[Bug 225330] clang bug can incorrectly enable or disable interrupts on amd64
bugzilla-noreply at freebsd.org
bugzilla-noreply at freebsd.org
Sat Jan 20 01:03:28 UTC 2018
https://bugs.freebsd.org/bugzilla/show_bug.cgi?id=225330
Bug ID: 225330
Summary: clang bug can incorrectly enable or disable interrupts
on amd64
Product: Base System
Version: CURRENT
Hardware: amd64
OS: Any
Status: New
Severity: Affects Some People
Priority: ---
Component: bin
Assignee: freebsd-bugs at FreeBSD.org
Reporter: jtl at freebsd.org
Created attachment 189922
--> https://bugs.freebsd.org/bugzilla/attachment.cgi?id=189922&action=edit
Patch to make clang do a slightly better job at restoring the EFLAGS register
While making a change to kernel code, I recently discovered a compiler bug that
can incorrectly enable or disable interrupts on amd64.
Imagine this code:
void
fx(void)
{
_Bool needtocall;
mtx_lock_spin(&lock);
needtocall = (--count == 0);
mtx_unlock_spin(&lock);
if (needtocall)
otherfx();
}
If you compile this code in clang (5.0.0, 5.0.1, or 6.0.0 all behave similarly
in the critical respect) either in a kernel module or with mutex inlining
disabled, you get this assembly (dumped with `objdump -S` to interleave the
assembly and source code):
void
fx(void)
{
0: 55 push %rbp
1: 48 89 e5 mov %rsp,%rbp
_Bool needtocall;
mtx_lock_spin(&lock);
4: 53 push %rbx
5: 50 push %rax
6: 48 c7 c7 00 00 00 00 mov $0x0,%rdi
d: 31 f6 xor %esi,%esi
f: 48 c7 c2 00 00 00 00 mov $0x0,%rdx
16: b9 18 00 00 00 mov $0x18,%ecx
1b: e8 00 00 00 00 callq 20 <fx+0x20>
needtocall = (--count == 0);
20: ff 0c 25 00 00 00 00 decl 0x0
27: 9c pushfq
28: 5b pop %rbx
mtx_unlock_spin(&lock);
29: 48 c7 c7 00 00 00 00 mov $0x0,%rdi
30: 31 f6 xor %esi,%esi
32: 48 c7 c2 00 00 00 00 mov $0x0,%rdx
39: b9 1a 00 00 00 mov $0x1a,%ecx
3e: e8 00 00 00 00 callq 43 <fx+0x43>
if (needtocall)
otherfx();
43: 48 83 c4 08 add $0x8,%rsp
47: 53 push %rbx
48: 9d popfq
_Bool needtocall;
mtx_lock_spin(&lock);
needtocall = (--count == 0);
mtx_unlock_spin(&lock);
if (needtocall)
49: 74 03 je 4e <fx+0x4e>
otherfx();
}
4b: 5b pop %rbx
4c: 5d pop %rbp
4d: c3 retq
mtx_lock_spin(&lock);
needtocall = (--count == 0);
mtx_unlock_spin(&lock);
if (needtocall)
otherfx();
4e: 5b pop %rbx
4f: 5d pop %rbp
50: e9 00 00 00 00 jmpq 55 <count+0x51>
The critical part is the way that clang handles the conditional:
1. Decrement the value. This will set ZF if count reaches 0:
20: ff 0c 25 00 00 00 00 decl 0x0
2. Now, save the status flags (particularly, ZF) using pushfq. Critically,
pushfq saves the entire EFLAGS value, which includes the interrupt flag.

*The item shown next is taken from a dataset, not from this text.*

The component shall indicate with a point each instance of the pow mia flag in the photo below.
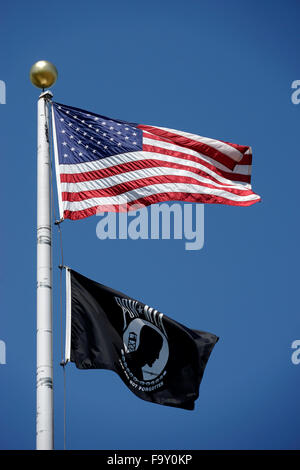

Because we are holding a spin mutex, interrupts are disabled at this point:
27: 9c pushfq
28: 5b pop %rbx
3. Now, call the function to unlock the spin mutex, which will potentially
enable interrupts.
4. Now, restore the status flags. Critically, popfq restores the entire EFLAGS
value, which includes the interrupt flag. Because interrupts were disabled when
the flags were stored, these instructions will disable them again:
43: 48 83 c4 08 add $0x8,%rsp
47: 53 push %rbx
48: 9d popfq
5. Now, use the status flags to determine whether to call the function:
49: 74 03 je 4e <fx+0x4e>
After running this code, interrupts may remain erroneously disabled.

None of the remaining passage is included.